The Army has 16 aircraft and 520 trucked committed to the relief effort, and an additional eight HH-60 helicopters were expected to arrive in the next 24 hours, the statement said.
The Puerto Rico Army National Guard was primarily focused on route clearance and re-establishing communications on the island, the statement said.
With the electrical grid down, the Department of Defense said that one of the urgent priorities was getting fuel to Puerto Rico to power generators.
The fuel crisis has led members of Congress to urge Trump to suspend shipping restrictions under the Jones Act that bars foreign-flagged vessels from picking up and delivering fuel between U.S. ports.
The Jones Act was suspended from Sept. 8 through Sept. 22 to allow shipments to Texas and Florida after Hurricanes Harvey and Irma. Puerto Rico was also included under that suspension, but the suspension ended on Sept. 22 and has not been renewed for Puerto Rico.
Sen. John McCain, R-Ariz., chairman of the Senate Armed Services Committee, called on the Trump administration to issue another suspension of the Jones Act for Puerto Rico and ultimately "a full repeal of this archaic and burdensome act."
"These emergency waivers have been valuable in speeding up recovery efforts in the impacted regions," McCain said.

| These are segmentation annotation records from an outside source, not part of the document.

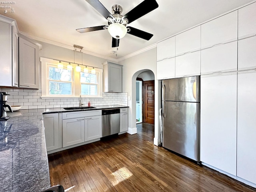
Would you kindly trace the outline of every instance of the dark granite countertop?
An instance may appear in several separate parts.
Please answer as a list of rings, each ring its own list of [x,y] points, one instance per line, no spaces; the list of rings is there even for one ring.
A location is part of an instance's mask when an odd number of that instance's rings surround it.
[[[83,106],[83,107],[84,106]],[[44,114],[47,113],[62,113],[66,112],[71,112],[72,111],[88,111],[90,110],[98,110],[100,109],[112,109],[114,108],[124,108],[129,107],[128,106],[120,105],[100,105],[99,106],[92,106],[95,108],[92,109],[76,109],[72,110],[66,110],[64,109],[64,108],[50,108],[46,109],[45,112],[44,112]]]
[[[0,121],[0,191],[38,192],[50,186],[42,112],[20,110]]]
[[[101,106],[80,110],[128,107]],[[20,110],[0,121],[0,191],[39,192],[50,186],[43,113],[78,110],[63,108]]]

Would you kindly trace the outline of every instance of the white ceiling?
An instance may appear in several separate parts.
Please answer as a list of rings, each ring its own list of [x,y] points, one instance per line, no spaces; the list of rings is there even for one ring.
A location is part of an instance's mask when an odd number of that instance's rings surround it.
[[[108,11],[116,4],[122,6],[124,15],[143,0],[100,0]],[[74,44],[84,47],[84,52],[116,60],[206,20],[222,14],[251,0],[156,0],[159,7],[127,26],[154,34],[149,41],[130,34],[111,47],[112,37],[107,30],[80,33],[76,29],[107,25],[107,20],[85,0],[16,0],[10,4],[15,13],[0,14],[15,19],[20,32],[36,40],[72,49]],[[1,4],[1,5],[4,5]],[[10,8],[6,8],[8,11]]]

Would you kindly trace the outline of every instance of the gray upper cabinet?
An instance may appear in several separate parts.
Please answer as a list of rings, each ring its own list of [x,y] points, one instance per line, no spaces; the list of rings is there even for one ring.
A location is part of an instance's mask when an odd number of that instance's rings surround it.
[[[12,85],[12,22],[8,18],[0,17],[0,86]]]
[[[19,35],[20,87],[39,88],[39,50],[32,41]]]
[[[102,65],[103,92],[122,92],[123,66],[107,61]]]

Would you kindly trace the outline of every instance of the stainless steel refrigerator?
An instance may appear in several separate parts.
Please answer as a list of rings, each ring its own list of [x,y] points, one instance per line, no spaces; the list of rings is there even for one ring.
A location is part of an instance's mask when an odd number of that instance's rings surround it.
[[[162,146],[200,162],[199,76],[162,81]]]

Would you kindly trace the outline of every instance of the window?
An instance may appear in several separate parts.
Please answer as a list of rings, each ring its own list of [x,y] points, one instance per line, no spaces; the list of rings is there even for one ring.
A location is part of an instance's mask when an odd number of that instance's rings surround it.
[[[81,94],[85,97],[102,96],[102,71],[96,68],[96,74],[77,72],[76,64],[68,70],[65,62],[63,69],[58,69],[58,61],[41,58],[42,97],[72,97]],[[65,65],[66,64],[66,65]]]
[[[72,71],[58,69],[56,66],[47,65],[47,87],[49,95],[72,95]]]

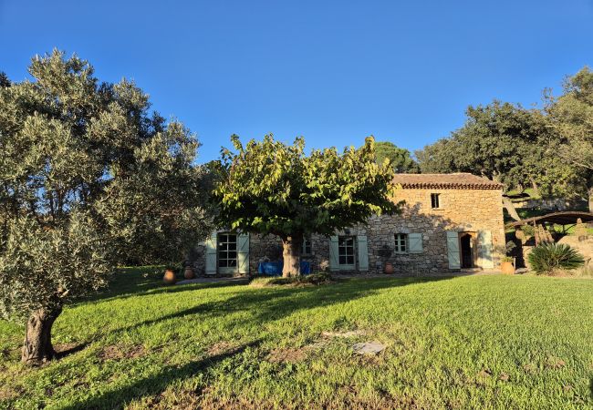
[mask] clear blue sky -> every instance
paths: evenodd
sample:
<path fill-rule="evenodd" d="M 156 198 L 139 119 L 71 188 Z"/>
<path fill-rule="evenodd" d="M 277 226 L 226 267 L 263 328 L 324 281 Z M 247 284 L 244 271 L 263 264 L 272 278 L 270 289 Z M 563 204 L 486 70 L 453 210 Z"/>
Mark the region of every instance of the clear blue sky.
<path fill-rule="evenodd" d="M 233 133 L 413 150 L 470 104 L 537 103 L 593 65 L 593 1 L 0 0 L 0 70 L 21 80 L 53 47 L 135 80 L 203 161 Z"/>

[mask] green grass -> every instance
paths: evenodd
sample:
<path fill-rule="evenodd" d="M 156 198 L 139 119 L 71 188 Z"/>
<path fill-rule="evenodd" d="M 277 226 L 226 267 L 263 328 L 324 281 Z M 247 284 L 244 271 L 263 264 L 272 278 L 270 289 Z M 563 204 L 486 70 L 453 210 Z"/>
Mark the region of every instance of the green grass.
<path fill-rule="evenodd" d="M 0 322 L 0 408 L 593 406 L 591 280 L 164 288 L 145 274 L 66 309 L 55 343 L 80 347 L 41 368 L 18 364 L 23 329 Z M 359 357 L 361 341 L 387 349 Z"/>

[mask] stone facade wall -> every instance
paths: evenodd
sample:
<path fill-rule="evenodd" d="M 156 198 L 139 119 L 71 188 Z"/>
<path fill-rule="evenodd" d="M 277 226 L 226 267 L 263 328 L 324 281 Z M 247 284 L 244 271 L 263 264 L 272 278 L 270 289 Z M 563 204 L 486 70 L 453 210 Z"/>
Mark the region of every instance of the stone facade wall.
<path fill-rule="evenodd" d="M 440 194 L 440 209 L 432 209 L 431 194 Z M 450 272 L 447 257 L 447 231 L 490 231 L 492 233 L 494 269 L 500 263 L 500 250 L 505 244 L 503 222 L 501 190 L 431 190 L 401 189 L 394 200 L 403 200 L 401 215 L 373 216 L 367 225 L 352 227 L 348 235 L 366 235 L 369 246 L 369 272 L 381 272 L 387 262 L 391 262 L 395 272 L 401 274 L 439 274 Z M 420 233 L 422 235 L 421 253 L 392 252 L 390 257 L 380 256 L 380 250 L 395 249 L 395 233 Z M 309 261 L 312 272 L 328 266 L 329 239 L 314 235 L 312 252 L 303 257 Z M 196 249 L 197 259 L 193 265 L 198 273 L 203 273 L 203 247 Z M 477 250 L 479 251 L 479 249 Z M 355 254 L 358 251 L 355 251 Z M 282 244 L 273 235 L 250 236 L 250 273 L 257 272 L 257 265 L 263 258 L 271 261 L 282 259 Z M 358 261 L 357 261 L 358 270 Z"/>

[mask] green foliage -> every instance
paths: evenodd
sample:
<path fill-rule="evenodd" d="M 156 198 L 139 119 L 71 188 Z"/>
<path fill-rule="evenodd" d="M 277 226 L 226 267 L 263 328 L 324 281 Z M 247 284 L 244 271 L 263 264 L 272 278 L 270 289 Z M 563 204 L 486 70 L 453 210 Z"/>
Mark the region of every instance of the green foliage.
<path fill-rule="evenodd" d="M 553 273 L 560 270 L 571 271 L 584 263 L 583 256 L 564 243 L 542 243 L 529 253 L 529 264 L 537 274 Z"/>
<path fill-rule="evenodd" d="M 417 151 L 422 172 L 472 172 L 536 197 L 593 198 L 593 72 L 567 78 L 543 109 L 494 100 L 469 107 L 463 127 Z M 593 200 L 590 200 L 590 206 Z"/>
<path fill-rule="evenodd" d="M 305 140 L 292 146 L 269 135 L 236 153 L 223 151 L 214 199 L 218 221 L 231 229 L 281 238 L 330 235 L 373 213 L 394 213 L 393 169 L 375 162 L 372 138 L 339 154 L 335 148 L 304 153 Z"/>
<path fill-rule="evenodd" d="M 181 123 L 76 56 L 29 73 L 0 87 L 0 308 L 18 318 L 95 291 L 118 263 L 179 260 L 208 231 Z"/>
<path fill-rule="evenodd" d="M 375 155 L 378 164 L 382 164 L 385 159 L 388 159 L 395 172 L 418 173 L 420 171 L 420 168 L 411 159 L 410 151 L 397 147 L 392 142 L 375 142 Z"/>
<path fill-rule="evenodd" d="M 463 127 L 451 137 L 418 151 L 422 172 L 471 172 L 507 186 L 531 184 L 546 138 L 537 110 L 494 100 L 469 107 Z"/>

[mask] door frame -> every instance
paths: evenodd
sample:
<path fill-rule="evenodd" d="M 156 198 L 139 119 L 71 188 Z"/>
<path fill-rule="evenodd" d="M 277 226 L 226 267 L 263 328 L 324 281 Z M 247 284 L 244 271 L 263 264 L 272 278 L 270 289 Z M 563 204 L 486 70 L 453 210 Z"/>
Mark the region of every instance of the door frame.
<path fill-rule="evenodd" d="M 472 266 L 463 266 L 463 247 L 462 246 L 462 237 L 470 236 L 470 247 L 472 249 Z M 473 269 L 478 267 L 478 232 L 473 231 L 463 231 L 458 233 L 459 241 L 459 263 L 461 269 Z"/>
<path fill-rule="evenodd" d="M 234 235 L 234 266 L 230 266 L 230 267 L 221 267 L 220 266 L 220 235 Z M 230 243 L 230 242 L 225 242 L 225 243 Z M 239 243 L 239 234 L 236 232 L 232 232 L 228 231 L 223 231 L 217 233 L 216 235 L 216 272 L 220 274 L 230 274 L 230 273 L 236 273 L 239 272 L 239 257 L 238 257 L 238 246 Z M 226 248 L 226 251 L 228 252 L 228 246 Z M 228 260 L 228 258 L 227 258 Z"/>

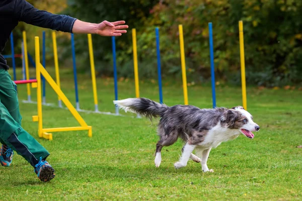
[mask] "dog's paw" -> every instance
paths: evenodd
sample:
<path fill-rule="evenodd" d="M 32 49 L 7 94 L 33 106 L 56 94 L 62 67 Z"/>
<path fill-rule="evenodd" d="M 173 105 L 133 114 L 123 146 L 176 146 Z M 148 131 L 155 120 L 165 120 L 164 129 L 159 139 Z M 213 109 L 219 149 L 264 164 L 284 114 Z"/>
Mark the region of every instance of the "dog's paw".
<path fill-rule="evenodd" d="M 155 166 L 159 167 L 161 165 L 162 162 L 162 156 L 160 153 L 157 153 L 155 159 L 154 159 L 154 163 L 155 163 Z"/>
<path fill-rule="evenodd" d="M 209 168 L 206 168 L 206 169 L 203 169 L 202 171 L 203 171 L 203 172 L 214 172 L 214 170 L 213 170 L 213 169 L 211 169 L 209 170 Z"/>
<path fill-rule="evenodd" d="M 155 161 L 155 166 L 156 167 L 159 167 L 161 165 L 161 161 L 157 161 L 156 160 Z"/>
<path fill-rule="evenodd" d="M 196 162 L 196 163 L 200 163 L 200 162 L 201 162 L 201 159 L 196 156 L 192 157 L 192 160 L 193 161 Z"/>
<path fill-rule="evenodd" d="M 182 164 L 181 162 L 178 161 L 174 163 L 174 167 L 175 169 L 180 169 L 186 166 L 185 164 Z"/>

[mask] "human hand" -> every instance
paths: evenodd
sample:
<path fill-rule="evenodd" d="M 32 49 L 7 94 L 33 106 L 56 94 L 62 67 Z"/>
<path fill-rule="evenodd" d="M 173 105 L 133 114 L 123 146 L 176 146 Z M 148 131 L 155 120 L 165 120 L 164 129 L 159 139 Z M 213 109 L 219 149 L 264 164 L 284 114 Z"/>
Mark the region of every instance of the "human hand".
<path fill-rule="evenodd" d="M 110 23 L 107 21 L 97 24 L 96 34 L 102 36 L 120 36 L 122 34 L 127 33 L 127 30 L 122 30 L 128 28 L 128 25 L 124 25 L 124 21 Z"/>

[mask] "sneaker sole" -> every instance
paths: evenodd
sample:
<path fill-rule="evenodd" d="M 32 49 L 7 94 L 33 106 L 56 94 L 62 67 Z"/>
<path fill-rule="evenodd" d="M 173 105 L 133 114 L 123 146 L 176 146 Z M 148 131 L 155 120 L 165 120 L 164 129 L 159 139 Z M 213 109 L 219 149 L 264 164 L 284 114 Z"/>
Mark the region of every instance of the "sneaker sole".
<path fill-rule="evenodd" d="M 40 180 L 43 182 L 49 181 L 55 176 L 54 169 L 52 167 L 46 167 L 40 173 Z"/>

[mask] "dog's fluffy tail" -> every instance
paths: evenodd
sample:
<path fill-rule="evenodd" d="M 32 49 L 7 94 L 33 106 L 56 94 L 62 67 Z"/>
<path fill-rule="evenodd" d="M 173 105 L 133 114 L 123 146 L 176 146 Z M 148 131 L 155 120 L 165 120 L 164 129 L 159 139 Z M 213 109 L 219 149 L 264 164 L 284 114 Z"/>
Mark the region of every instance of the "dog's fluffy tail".
<path fill-rule="evenodd" d="M 166 105 L 161 104 L 144 97 L 113 100 L 113 103 L 126 112 L 129 111 L 136 113 L 150 119 L 152 119 L 152 117 L 161 116 L 169 108 Z"/>

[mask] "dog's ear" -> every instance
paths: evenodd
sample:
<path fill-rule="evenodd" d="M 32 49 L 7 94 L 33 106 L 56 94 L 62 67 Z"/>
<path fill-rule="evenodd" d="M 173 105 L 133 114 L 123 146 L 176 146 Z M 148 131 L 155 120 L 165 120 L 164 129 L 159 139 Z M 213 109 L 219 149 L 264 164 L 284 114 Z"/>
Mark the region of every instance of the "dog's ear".
<path fill-rule="evenodd" d="M 232 129 L 234 127 L 236 121 L 240 119 L 241 115 L 234 109 L 228 110 L 223 114 L 221 120 L 224 122 L 226 126 Z"/>
<path fill-rule="evenodd" d="M 242 106 L 236 106 L 236 107 L 232 108 L 232 109 L 233 110 L 240 110 L 240 109 L 245 110 L 244 108 L 243 108 Z"/>

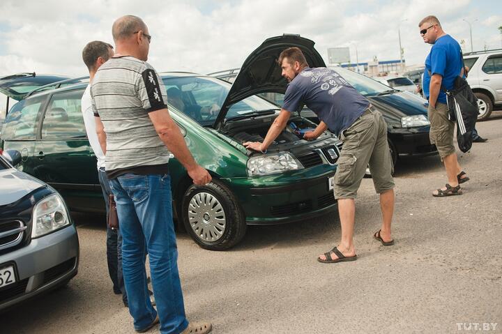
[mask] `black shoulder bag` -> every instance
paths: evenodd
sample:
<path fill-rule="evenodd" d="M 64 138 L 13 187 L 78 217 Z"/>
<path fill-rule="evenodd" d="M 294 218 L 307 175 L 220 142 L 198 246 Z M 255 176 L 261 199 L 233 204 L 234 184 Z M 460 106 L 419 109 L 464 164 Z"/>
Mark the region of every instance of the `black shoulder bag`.
<path fill-rule="evenodd" d="M 460 52 L 462 69 L 465 70 L 464 56 Z M 432 76 L 429 70 L 429 75 Z M 462 71 L 460 72 L 462 73 Z M 453 88 L 448 90 L 441 84 L 441 90 L 446 93 L 450 119 L 457 123 L 457 143 L 462 152 L 467 152 L 472 146 L 472 132 L 476 126 L 479 112 L 478 98 L 473 93 L 465 78 L 459 75 L 453 82 Z"/>
<path fill-rule="evenodd" d="M 464 56 L 460 52 L 462 69 L 465 71 Z M 462 72 L 461 72 L 462 73 Z M 479 113 L 478 98 L 464 77 L 459 75 L 453 82 L 453 89 L 441 89 L 446 93 L 450 116 L 457 122 L 457 142 L 462 152 L 467 152 L 472 146 L 472 132 Z"/>

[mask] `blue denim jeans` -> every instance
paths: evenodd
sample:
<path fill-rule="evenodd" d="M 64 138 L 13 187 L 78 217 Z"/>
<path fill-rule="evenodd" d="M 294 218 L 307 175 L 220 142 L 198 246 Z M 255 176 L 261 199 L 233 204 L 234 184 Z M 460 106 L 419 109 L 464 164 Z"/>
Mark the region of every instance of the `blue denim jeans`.
<path fill-rule="evenodd" d="M 178 333 L 188 321 L 178 273 L 171 178 L 127 174 L 111 180 L 110 185 L 122 231 L 122 266 L 135 328 L 146 328 L 157 315 L 146 286 L 148 252 L 160 333 Z"/>
<path fill-rule="evenodd" d="M 108 211 L 109 209 L 108 206 L 108 195 L 112 194 L 112 189 L 110 188 L 109 181 L 108 180 L 104 168 L 98 169 L 98 176 L 99 178 L 100 185 L 101 185 L 101 191 L 105 198 L 107 221 Z M 124 301 L 127 301 L 126 287 L 124 287 L 123 277 L 122 275 L 122 235 L 120 231 L 112 229 L 107 226 L 106 243 L 108 273 L 113 283 L 114 292 L 122 294 L 122 299 Z"/>

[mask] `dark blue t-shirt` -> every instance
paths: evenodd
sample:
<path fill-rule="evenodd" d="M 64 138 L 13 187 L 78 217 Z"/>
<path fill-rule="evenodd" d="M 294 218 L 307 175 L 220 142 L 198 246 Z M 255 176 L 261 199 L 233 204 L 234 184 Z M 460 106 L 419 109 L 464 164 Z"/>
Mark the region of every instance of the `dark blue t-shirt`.
<path fill-rule="evenodd" d="M 441 85 L 446 89 L 453 88 L 455 77 L 460 75 L 462 68 L 460 45 L 450 35 L 445 35 L 436 40 L 429 55 L 425 59 L 425 71 L 423 77 L 423 91 L 429 100 L 431 75 L 439 74 L 443 77 Z M 430 71 L 431 75 L 429 75 Z M 446 94 L 439 91 L 438 102 L 446 103 Z"/>
<path fill-rule="evenodd" d="M 324 67 L 306 68 L 288 85 L 282 109 L 294 112 L 302 103 L 336 135 L 370 106 L 370 101 L 340 75 Z"/>

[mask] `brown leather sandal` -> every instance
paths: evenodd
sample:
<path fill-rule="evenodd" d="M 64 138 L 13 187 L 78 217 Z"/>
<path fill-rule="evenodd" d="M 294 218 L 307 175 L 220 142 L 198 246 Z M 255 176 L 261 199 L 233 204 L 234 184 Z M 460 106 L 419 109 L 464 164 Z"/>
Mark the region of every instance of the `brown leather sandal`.
<path fill-rule="evenodd" d="M 432 196 L 434 197 L 445 197 L 446 196 L 453 196 L 456 195 L 462 195 L 462 189 L 460 189 L 460 185 L 457 185 L 456 187 L 452 187 L 450 185 L 449 183 L 446 183 L 446 190 L 443 190 L 441 189 L 438 189 L 436 191 L 438 192 L 437 194 L 432 193 Z"/>
<path fill-rule="evenodd" d="M 459 183 L 463 183 L 464 182 L 467 182 L 470 180 L 469 176 L 462 177 L 464 175 L 466 175 L 465 172 L 462 171 L 457 176 L 457 181 L 458 181 Z"/>
<path fill-rule="evenodd" d="M 333 259 L 333 257 L 331 257 L 332 254 L 336 255 L 336 256 L 338 257 L 338 259 Z M 332 249 L 327 253 L 324 253 L 324 257 L 326 257 L 325 260 L 321 259 L 320 257 L 318 257 L 317 261 L 319 261 L 321 264 L 335 264 L 337 262 L 356 261 L 357 259 L 357 255 L 354 255 L 353 257 L 346 257 L 342 253 L 342 252 L 338 250 L 338 248 L 337 248 L 336 247 L 334 247 L 333 249 Z"/>

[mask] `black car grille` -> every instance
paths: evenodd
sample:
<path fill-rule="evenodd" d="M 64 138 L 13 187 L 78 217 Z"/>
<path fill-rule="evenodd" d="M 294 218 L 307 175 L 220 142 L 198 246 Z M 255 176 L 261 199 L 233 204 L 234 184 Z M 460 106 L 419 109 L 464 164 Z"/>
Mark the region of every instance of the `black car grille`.
<path fill-rule="evenodd" d="M 75 258 L 73 257 L 62 264 L 58 264 L 57 266 L 54 266 L 52 268 L 46 270 L 44 273 L 43 284 L 48 283 L 58 278 L 63 274 L 68 273 L 75 266 Z"/>
<path fill-rule="evenodd" d="M 300 160 L 301 164 L 305 168 L 322 165 L 322 159 L 317 152 L 313 152 L 305 155 L 299 156 L 298 157 L 298 160 Z"/>
<path fill-rule="evenodd" d="M 335 158 L 331 157 L 331 154 L 329 153 L 330 150 L 335 151 L 336 157 L 335 157 Z M 329 161 L 329 163 L 334 164 L 338 160 L 338 150 L 337 150 L 337 149 L 335 147 L 335 145 L 330 145 L 329 146 L 323 147 L 322 149 L 321 149 L 321 151 L 322 151 L 322 153 L 324 155 L 324 157 L 326 158 L 326 160 L 328 161 Z"/>
<path fill-rule="evenodd" d="M 297 203 L 272 206 L 271 207 L 271 213 L 276 216 L 292 215 L 310 211 L 312 210 L 312 201 L 309 199 Z"/>
<path fill-rule="evenodd" d="M 11 299 L 19 295 L 22 295 L 26 291 L 26 287 L 28 285 L 28 278 L 16 282 L 6 287 L 0 289 L 0 302 Z"/>
<path fill-rule="evenodd" d="M 331 157 L 331 155 L 328 152 L 330 149 L 335 150 L 335 152 L 336 153 L 336 157 Z M 325 162 L 323 161 L 323 159 L 321 157 L 321 154 L 324 156 L 328 162 L 332 165 L 336 163 L 337 160 L 338 160 L 340 149 L 335 145 L 329 145 L 328 146 L 323 147 L 320 150 L 318 149 L 316 151 L 316 152 L 312 152 L 298 157 L 298 160 L 300 160 L 304 167 L 310 168 L 311 167 L 317 166 L 318 165 L 322 165 L 323 163 L 325 163 Z"/>
<path fill-rule="evenodd" d="M 336 200 L 335 199 L 335 195 L 333 192 L 320 196 L 317 199 L 317 206 L 319 208 L 326 208 L 335 203 L 336 203 Z"/>
<path fill-rule="evenodd" d="M 0 223 L 0 250 L 14 247 L 20 243 L 25 229 L 24 224 L 20 220 Z"/>

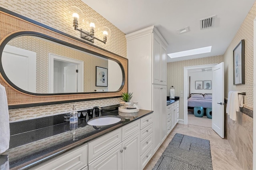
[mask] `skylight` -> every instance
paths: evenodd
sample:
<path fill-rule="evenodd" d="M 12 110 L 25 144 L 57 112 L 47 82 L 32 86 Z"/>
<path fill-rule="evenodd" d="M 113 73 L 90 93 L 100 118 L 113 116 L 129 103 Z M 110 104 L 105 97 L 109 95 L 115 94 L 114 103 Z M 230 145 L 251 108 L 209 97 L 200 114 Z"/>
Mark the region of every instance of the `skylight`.
<path fill-rule="evenodd" d="M 187 56 L 188 55 L 195 55 L 196 54 L 203 54 L 210 53 L 212 50 L 212 46 L 203 47 L 202 48 L 196 48 L 189 50 L 183 51 L 168 54 L 171 58 L 177 58 L 180 57 Z"/>

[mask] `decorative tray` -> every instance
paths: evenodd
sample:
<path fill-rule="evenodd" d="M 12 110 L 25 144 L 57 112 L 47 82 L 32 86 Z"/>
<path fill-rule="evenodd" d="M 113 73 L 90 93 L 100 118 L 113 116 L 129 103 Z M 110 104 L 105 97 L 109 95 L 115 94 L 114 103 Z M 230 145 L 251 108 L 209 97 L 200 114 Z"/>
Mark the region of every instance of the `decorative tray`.
<path fill-rule="evenodd" d="M 122 112 L 124 113 L 134 113 L 138 112 L 140 111 L 140 109 L 123 109 L 120 108 L 120 107 L 118 107 L 118 111 L 120 112 Z"/>

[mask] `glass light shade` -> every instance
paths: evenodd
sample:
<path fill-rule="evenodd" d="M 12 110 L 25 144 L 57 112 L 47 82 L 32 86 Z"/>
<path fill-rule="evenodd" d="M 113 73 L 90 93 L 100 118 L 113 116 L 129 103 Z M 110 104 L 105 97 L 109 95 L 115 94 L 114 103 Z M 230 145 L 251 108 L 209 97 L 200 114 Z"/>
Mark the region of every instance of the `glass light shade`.
<path fill-rule="evenodd" d="M 102 34 L 100 36 L 103 37 L 107 37 L 108 38 L 109 38 L 111 36 L 111 31 L 110 29 L 108 27 L 104 26 L 100 27 L 99 29 L 99 31 Z"/>
<path fill-rule="evenodd" d="M 74 19 L 77 20 L 79 25 L 81 24 L 84 22 L 84 13 L 80 8 L 76 6 L 72 6 L 69 7 L 68 9 L 67 15 L 69 20 L 70 21 L 73 21 Z"/>

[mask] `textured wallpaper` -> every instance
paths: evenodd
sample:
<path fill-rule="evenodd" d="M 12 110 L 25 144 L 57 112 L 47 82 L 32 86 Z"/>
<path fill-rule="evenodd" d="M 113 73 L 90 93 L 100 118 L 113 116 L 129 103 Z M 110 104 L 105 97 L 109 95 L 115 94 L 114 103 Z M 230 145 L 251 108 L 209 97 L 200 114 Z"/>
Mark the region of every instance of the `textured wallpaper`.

When asked Wednesday about another Jones Act suspension, Trump said "Well, we're thinking about that, but we have a lot of shippers and a lot of people and a lot of people who work in the shipping industry that don't want the Jones Act lifted. And we have a lot of ships out there right now."
"And Puerto Rico is a very difficult situation," Trump said at the White House before leaving for Indiana to discuss tax reform. "I mean, that place was just destroyed. I mean, that place was flattened. That is a really tough situation. I feel so bad for those people.